I have been upset ever since this happened. i cant stop crying. its just that I have gone through so much trying to get my claim approved and for this woman to call me a fraud when im getting my brain electrocuted twice a week just breaks me so much. Im taking so many medications and I struggle every day. Depression has ruined my life. I just pray this woman didnt ruin my chances of getting on disability because if she did…Im going to be homeless
Lay me down
Shoot me up
Tell me everything will be okay
Tell me everything will get better
Electrify my brain make me forget the cruel past
seize my soul
make me numb
anything to make this pain go away
I awake to a new day
another treatment past
another day taken out to the car in a wheel chair
just another normal day
trying to find salvation
trying to find peace
where God failed me
and so it goes on
until the .next treatment
Fuck I am so stressed out. So much paper work , I’m being pulled in so many directions. With a bankruptcy and a disability claim. I am making no money at all. I have little left to survive on for the next couple months. Plus on top of all of this I have my Electro Shock treatments twice a week. My brother wants me to move to Washington because its cheaper. I am tempted but I just don’t know if I could leave my son for that long. I know his dad and I could work something out but it would be very hard. I just don’t know. but I can’t survive here , there is no way . My brain hurts from thinking so much , I guess this is what I get for all the horrible things I’ve done
I’m at my boy friends tonight because I didn’t want to be alone . I was going to stay at my mom’s but she told me to toughen up . Im so overwhelmed with paperwork from my bankruptcy , from my disability , taxes, I just hate it. My apartment is a mess . I need help. The only person helping me is my boyfriend Eric and his family. My family doesn’t even want to deal with me.

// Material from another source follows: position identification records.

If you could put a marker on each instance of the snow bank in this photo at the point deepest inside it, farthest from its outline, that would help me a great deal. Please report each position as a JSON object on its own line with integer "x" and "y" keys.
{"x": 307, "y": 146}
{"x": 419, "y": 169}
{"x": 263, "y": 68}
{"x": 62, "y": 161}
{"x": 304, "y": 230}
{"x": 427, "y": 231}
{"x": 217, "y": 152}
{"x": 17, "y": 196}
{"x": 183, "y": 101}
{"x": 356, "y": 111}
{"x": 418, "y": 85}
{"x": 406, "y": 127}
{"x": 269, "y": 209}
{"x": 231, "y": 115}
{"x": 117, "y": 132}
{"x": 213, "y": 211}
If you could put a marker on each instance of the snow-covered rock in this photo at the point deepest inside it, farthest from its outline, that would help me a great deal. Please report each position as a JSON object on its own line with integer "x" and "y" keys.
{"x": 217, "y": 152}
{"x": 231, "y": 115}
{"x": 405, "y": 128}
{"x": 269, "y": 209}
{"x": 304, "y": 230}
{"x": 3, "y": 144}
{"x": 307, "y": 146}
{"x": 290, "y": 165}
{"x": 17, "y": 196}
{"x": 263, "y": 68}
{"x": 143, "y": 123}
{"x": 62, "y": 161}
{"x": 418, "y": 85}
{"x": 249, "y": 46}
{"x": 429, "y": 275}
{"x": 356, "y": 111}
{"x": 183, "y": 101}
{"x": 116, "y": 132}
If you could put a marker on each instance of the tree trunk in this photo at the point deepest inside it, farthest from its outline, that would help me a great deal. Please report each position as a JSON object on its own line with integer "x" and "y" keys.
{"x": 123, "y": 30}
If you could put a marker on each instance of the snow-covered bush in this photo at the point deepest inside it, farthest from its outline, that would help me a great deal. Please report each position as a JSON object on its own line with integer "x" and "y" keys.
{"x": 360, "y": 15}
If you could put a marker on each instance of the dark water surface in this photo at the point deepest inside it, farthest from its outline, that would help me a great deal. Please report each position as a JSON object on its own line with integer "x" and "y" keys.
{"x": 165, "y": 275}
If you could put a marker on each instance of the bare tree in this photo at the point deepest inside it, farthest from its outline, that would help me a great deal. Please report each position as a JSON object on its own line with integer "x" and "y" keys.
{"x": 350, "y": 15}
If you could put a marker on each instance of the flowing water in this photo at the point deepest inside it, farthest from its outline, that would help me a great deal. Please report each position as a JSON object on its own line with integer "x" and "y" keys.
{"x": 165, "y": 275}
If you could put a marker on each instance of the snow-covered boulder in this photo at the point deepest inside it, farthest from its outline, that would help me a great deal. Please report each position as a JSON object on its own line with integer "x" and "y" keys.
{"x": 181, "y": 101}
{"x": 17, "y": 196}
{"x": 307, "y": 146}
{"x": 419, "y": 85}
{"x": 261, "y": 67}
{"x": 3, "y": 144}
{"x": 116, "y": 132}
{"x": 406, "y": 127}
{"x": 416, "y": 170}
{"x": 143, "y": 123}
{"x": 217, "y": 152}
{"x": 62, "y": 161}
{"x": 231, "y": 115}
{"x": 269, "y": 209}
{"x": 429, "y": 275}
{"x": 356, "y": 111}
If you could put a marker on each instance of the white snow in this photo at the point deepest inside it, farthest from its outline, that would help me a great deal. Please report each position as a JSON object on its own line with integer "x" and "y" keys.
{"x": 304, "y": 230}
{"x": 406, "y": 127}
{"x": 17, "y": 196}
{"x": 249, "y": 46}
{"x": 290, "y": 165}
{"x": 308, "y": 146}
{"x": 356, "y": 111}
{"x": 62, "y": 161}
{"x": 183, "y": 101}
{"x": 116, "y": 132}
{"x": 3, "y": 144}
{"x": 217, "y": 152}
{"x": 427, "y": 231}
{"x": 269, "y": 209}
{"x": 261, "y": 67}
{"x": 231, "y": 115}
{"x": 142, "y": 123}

I can’t sleep. How the hell am I supposed to sleep when my life is falling apart? I’m losing my job. I’m losing my home, I wont be able to see my son as often, I’m losing my cats. I mean Fuck how much do I have to go through? Do I really deserve this? I have helped a lot people over the years, so I don’t understand why I am going through this. This isn’t fair. I am a human being who is suffering with a disease. It shouldn’t be this hard to get benefits if you are suffering from an illness and you can’t work anymore. I just want to live my life.